A draft study from the U.S. Army Corps of Engineers, meanwhile, indicates that recreational boats dwarf overseas freighters in terms of economic importance to the region, yet the recreation industry is entirely dependent on the very waters the salties continue to irreversibly pollute.

The overseas shipping industry acknowledges there is a problem and says it’s time to pass a new federal law to phase in ballast treatment systems. But the industry is burning much of the lingering sympathy it has enjoyed by suing the State of Michigan over its efforts to address the ballast problem on its own with a new law restricting contaminated discharges.

At first glance, it’s shaping up as a traditional political fight, with the expected actors on each side of the issue. But what jumps out at me is that the Army Corps of Engineers is seriously acknowledging the importance of ecological sustainability to the economy, and that there are substantial benefits — even monetary ones — to things other than massive (and admittedly cool) civil engineering projects.

Even without accounting for the unforeseen costs of large-scale projects — as in, things like dropping water levels (probably caused by the Corps of Engineers accidentally opening a drain while dredging the St. Clair River in the 1960s) are never included in the initial estimates of a project’s cost — environmentally-friendly policies that benefit sportsmen, fishermen, and recreational users of the Great Lakes, are sound economics.
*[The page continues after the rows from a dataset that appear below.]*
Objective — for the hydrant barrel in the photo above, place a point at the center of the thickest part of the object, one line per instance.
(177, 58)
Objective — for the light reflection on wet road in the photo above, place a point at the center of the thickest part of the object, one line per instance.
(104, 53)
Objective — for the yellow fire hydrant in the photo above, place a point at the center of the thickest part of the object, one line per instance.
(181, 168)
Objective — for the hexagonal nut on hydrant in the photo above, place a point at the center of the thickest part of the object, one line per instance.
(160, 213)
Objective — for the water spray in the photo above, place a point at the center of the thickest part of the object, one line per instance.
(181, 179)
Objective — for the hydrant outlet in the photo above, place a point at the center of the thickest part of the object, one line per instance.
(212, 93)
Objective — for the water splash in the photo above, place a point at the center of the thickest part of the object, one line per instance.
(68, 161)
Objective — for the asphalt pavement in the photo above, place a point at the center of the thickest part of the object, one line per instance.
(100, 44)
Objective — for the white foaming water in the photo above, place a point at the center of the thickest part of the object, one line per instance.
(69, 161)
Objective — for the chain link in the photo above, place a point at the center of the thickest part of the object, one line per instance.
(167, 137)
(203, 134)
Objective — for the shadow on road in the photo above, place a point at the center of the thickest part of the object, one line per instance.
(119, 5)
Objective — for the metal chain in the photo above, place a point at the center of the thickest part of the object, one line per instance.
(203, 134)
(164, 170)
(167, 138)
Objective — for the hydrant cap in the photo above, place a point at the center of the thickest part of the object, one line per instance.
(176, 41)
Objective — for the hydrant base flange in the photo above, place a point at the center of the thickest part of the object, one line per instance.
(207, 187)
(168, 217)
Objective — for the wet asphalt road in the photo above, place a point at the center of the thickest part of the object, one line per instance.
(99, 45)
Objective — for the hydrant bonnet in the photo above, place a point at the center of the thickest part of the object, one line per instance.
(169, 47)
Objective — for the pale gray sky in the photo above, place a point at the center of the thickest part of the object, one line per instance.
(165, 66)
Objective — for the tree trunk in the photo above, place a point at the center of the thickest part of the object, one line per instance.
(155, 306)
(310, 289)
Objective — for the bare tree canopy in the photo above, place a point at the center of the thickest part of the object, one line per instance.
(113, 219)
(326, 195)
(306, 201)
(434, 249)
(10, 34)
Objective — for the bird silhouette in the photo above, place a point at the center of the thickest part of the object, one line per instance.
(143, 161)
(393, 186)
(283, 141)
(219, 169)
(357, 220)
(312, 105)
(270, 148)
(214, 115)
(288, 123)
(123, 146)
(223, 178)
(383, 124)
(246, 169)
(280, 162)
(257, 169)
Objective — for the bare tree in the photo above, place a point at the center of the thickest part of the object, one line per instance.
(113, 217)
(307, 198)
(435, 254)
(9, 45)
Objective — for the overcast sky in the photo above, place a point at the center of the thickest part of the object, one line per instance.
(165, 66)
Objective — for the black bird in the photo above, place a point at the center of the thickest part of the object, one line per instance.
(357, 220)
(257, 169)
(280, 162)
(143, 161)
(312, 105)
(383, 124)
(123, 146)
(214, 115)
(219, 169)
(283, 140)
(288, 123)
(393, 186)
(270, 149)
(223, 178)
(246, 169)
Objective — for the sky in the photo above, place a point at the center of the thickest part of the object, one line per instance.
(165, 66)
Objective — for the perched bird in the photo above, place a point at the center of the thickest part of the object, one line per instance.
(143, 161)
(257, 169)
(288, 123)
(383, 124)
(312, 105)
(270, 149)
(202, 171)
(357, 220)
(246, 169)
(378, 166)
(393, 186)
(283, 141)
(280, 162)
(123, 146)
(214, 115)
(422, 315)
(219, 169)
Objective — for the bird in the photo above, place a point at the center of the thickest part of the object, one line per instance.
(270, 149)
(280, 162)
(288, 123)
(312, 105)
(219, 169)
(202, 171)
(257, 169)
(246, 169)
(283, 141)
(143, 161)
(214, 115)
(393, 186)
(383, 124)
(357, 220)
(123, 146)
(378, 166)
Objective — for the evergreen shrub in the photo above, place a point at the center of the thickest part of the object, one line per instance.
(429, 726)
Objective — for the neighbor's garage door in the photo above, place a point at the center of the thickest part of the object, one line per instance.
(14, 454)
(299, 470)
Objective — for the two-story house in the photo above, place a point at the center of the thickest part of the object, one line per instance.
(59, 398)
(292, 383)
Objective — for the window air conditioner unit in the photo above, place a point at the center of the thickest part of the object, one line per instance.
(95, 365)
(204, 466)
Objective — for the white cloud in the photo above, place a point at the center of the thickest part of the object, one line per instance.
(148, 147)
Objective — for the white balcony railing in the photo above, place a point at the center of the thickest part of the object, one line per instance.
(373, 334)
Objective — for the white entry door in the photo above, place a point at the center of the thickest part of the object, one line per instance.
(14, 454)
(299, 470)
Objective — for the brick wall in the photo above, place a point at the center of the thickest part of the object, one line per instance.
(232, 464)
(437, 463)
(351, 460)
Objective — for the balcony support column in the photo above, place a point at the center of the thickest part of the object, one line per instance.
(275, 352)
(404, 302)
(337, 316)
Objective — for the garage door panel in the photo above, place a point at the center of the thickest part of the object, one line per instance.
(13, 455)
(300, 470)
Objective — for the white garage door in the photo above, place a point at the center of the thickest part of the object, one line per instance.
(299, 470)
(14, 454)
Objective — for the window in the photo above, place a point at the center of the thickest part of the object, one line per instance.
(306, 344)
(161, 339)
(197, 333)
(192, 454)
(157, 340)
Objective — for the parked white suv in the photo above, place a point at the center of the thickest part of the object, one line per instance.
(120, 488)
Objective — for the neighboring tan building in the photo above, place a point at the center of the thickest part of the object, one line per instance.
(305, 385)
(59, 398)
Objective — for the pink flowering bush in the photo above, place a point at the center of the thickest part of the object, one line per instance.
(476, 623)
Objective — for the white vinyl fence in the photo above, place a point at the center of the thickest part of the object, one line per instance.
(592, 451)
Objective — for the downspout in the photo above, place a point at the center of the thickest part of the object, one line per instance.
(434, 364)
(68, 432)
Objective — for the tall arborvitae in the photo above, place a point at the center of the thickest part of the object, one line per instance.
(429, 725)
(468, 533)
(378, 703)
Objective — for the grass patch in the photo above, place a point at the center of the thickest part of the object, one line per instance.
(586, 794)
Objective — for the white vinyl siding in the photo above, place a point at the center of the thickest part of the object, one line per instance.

If you’ve read Cadillac Desert, which is one of the best political books ever written (and also an entertaining read), you’ll know that the Corps of Engineers is an epitome of bad government. It’s a potent combination of techno-enthusiasm for big, exciting civil engineering works; and political graft.
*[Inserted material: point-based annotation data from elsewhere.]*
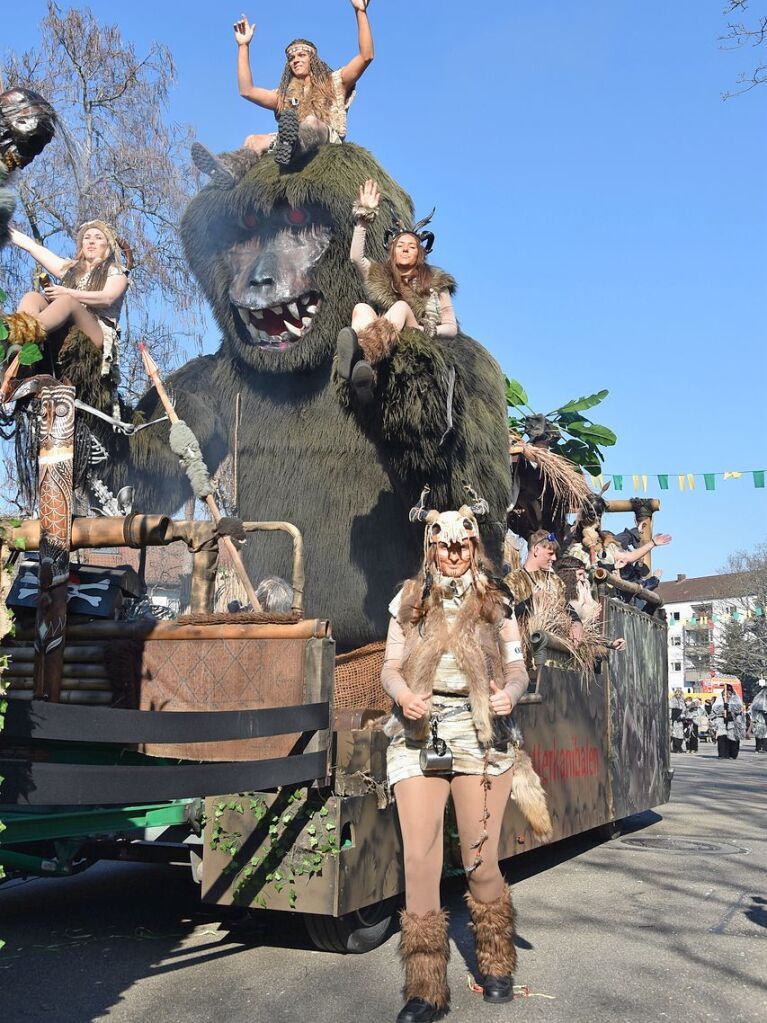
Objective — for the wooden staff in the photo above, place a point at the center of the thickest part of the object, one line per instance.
(153, 373)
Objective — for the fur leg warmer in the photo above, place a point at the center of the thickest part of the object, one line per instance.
(23, 328)
(530, 796)
(377, 340)
(493, 926)
(424, 950)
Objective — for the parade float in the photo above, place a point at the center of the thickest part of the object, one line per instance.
(250, 743)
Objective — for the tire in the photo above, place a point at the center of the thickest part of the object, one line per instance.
(356, 932)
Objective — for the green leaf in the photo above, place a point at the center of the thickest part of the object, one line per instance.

To take but one recent example, when Hurricane Katrina hit New Orleans, the Corps was in the middle of a $748 million project to replace the locks on the Industrial Canal. But the project would not have strengthened the levees; it would have caused massive environmental damage to the poor neighborhoods adjacent to the canal; and its (only) beneficiary would have been the only shipyard on the north side of the locks, a company (Bollinger Shipyards) that has given out over half a million dollars in political donations over the last few election cycles, 99% of it to local and out-of-state Republicans.

The Republicans are the guilty party today, but the problem is bipartisan — in the 1930s, LBJ’s early political career was funded by the ambitious owner of an up-and-coming construction company that is today known as Halliburton, and in return Johnson rewarded his benefactors with huge amounts of taxpayer money funnelled into dubious infrastructure ventures.
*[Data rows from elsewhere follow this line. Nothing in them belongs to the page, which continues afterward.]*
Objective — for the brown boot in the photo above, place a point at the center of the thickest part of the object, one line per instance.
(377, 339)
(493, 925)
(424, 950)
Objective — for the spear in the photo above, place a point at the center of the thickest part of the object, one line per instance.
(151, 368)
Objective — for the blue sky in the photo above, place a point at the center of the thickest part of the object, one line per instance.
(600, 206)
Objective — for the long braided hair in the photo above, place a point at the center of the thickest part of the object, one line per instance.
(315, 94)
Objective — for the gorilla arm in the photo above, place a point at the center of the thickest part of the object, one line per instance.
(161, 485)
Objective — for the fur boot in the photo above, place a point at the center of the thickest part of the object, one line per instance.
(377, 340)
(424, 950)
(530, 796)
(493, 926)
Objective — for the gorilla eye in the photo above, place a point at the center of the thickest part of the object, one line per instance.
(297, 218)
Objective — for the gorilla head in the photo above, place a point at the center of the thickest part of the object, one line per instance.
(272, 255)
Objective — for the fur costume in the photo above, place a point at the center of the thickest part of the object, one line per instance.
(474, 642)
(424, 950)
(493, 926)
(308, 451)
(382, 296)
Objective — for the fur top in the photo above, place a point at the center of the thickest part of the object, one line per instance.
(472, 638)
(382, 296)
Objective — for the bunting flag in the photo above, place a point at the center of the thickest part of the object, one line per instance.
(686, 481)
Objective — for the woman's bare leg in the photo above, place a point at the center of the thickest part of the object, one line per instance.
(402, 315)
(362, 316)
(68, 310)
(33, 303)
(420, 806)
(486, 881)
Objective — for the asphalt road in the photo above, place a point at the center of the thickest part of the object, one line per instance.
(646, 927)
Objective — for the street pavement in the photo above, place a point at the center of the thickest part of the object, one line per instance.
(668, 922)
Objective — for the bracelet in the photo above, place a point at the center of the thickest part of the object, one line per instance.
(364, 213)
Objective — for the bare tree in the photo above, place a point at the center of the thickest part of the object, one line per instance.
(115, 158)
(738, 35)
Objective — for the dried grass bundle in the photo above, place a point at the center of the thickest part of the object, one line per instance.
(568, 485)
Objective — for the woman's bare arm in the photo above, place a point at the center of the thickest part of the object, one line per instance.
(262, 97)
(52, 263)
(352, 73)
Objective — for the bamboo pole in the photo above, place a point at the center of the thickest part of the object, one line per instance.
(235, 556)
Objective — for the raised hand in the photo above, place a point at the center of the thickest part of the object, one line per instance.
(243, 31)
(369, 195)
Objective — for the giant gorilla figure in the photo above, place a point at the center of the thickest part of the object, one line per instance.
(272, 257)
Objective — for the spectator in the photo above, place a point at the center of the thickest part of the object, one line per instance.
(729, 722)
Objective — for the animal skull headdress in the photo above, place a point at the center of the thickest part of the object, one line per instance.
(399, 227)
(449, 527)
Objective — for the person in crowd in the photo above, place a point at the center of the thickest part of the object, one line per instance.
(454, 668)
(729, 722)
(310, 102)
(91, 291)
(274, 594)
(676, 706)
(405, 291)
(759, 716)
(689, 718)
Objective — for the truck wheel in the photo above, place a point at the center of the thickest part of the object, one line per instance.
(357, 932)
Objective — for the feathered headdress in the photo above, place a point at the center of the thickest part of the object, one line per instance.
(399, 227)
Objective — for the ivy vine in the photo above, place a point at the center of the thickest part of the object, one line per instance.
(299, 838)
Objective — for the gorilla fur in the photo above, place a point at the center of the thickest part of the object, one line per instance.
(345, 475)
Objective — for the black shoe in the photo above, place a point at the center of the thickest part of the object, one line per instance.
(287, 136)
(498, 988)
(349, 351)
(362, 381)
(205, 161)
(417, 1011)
President Carter’s early attempts to develop a sane system of infrastructure building and maintenance, and to weaken the Corps of Engineers and their western counterpart, the Bureau of Reclamation, irredeemably alienated the Congressional leadership and helped bring down his presidency.

So if things are changing, it’s a big deal. However, the MJS article continues:

Yet commercial navigation clearly remains the Army Corps’ priority. Just a few years ago, the corps suggested looking at a $10 billion expansion of the Seaway to accommodate bigger vessels. The agency backed off after a public outcry.

Oops. Two steps forward; one step back.

In another good sign, the environmentalists can claim a legitimately bipartisan coalition that is trying to solve the problem, both at the state and federal level. There’s often been a reasonably bipartisan approach to environmental issues at state levels, but the reason the opportunity exists at the federal level is because people like Tom DeLay and James Inhofe are no longer in charge.

The MJS reports that, along with U.S. Rep. Vernon Ehlers (R-Mich.), “U.S. Rep. Jim Oberstar (D-Minn.), chairman of the House Transportation and Infrastructure Committee, is also pushing for a federal ballast law. Similar federal bills have gone nowhere for the past several years, but he is confident a Democrat-controlled Congress can get something done”.